Granade’s original ruling made Alabama the 37th state, along with the District of Columbia, to permit same-sex marriages, finding the state’s ban unconstitutional. Days later, she issued a related ruling in favor of two other Mobile residents, James Strawser and John Humphrey, who had sued without a lawyer after being denied a marriage license.
Granade agreed to pause enforcement of her order for 14 days so the state could pursue an appeal before the Atlanta-based 11th U.S. Circuit Court of Appeals. The Attorney General’s Office had pushed for the ruling to remain on hold until the U.S. Supreme Court weighed in and settled the question nationally, and did not immediately comment on Granade’s latest clarification.
Attorneys for Searcy and McKeand welcomed the update. One of their lawyers said the order was consistent with the judge’s earlier rulings and expressed hope that probate judges across the state would follow it once it took effect. Co-counsel pointed to the possibility that Alabama residents could recover court costs and legal fees from probate judges who declined to comply once the stay lifted.

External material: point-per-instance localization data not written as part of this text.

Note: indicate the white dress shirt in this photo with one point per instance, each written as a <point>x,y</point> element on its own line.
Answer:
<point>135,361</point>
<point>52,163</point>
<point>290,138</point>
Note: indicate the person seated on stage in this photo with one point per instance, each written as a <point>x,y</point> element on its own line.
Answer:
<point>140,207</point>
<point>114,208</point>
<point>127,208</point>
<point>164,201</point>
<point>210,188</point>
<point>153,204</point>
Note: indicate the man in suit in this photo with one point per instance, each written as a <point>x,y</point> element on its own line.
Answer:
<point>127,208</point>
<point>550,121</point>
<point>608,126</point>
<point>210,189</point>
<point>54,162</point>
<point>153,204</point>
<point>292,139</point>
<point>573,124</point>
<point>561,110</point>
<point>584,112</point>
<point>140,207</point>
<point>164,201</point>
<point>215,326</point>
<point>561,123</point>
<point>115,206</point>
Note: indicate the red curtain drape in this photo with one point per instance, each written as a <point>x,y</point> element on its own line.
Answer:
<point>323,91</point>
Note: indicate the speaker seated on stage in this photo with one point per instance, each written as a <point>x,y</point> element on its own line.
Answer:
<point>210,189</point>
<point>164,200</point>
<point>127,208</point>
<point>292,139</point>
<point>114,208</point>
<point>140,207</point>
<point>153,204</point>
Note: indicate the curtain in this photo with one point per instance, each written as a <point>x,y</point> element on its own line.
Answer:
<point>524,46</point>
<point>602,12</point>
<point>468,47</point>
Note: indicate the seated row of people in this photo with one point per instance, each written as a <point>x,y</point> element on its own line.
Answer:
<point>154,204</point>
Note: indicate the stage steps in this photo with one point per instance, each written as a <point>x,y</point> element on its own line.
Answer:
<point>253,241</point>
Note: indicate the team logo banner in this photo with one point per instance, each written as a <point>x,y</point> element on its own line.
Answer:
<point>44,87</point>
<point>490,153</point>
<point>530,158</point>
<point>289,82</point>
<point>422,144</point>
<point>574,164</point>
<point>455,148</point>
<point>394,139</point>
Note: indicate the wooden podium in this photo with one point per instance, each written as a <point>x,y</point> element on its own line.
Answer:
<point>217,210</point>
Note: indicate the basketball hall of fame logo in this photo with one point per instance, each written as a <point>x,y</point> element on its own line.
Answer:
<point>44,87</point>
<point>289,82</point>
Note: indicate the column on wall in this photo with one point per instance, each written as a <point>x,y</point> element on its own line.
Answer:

The dispute over how broadly a federal marriage ruling should apply echoed a similar fight that had recently played out in Florida. Granade’s order specifically referenced a Florida federal judge’s earlier clarification that his own ruling applied statewide rather than to a single county, reasoning that a court’s injunction against one party does not erase the underlying constitutional obligation for others.
The Mobile-rooted case continued to draw statewide attention in the days that followed, as Alabama’s Supreme Court chief justice weighed in publicly, arguing state officials were not bound to follow the federal order — a stance that drew its own ethics complaint.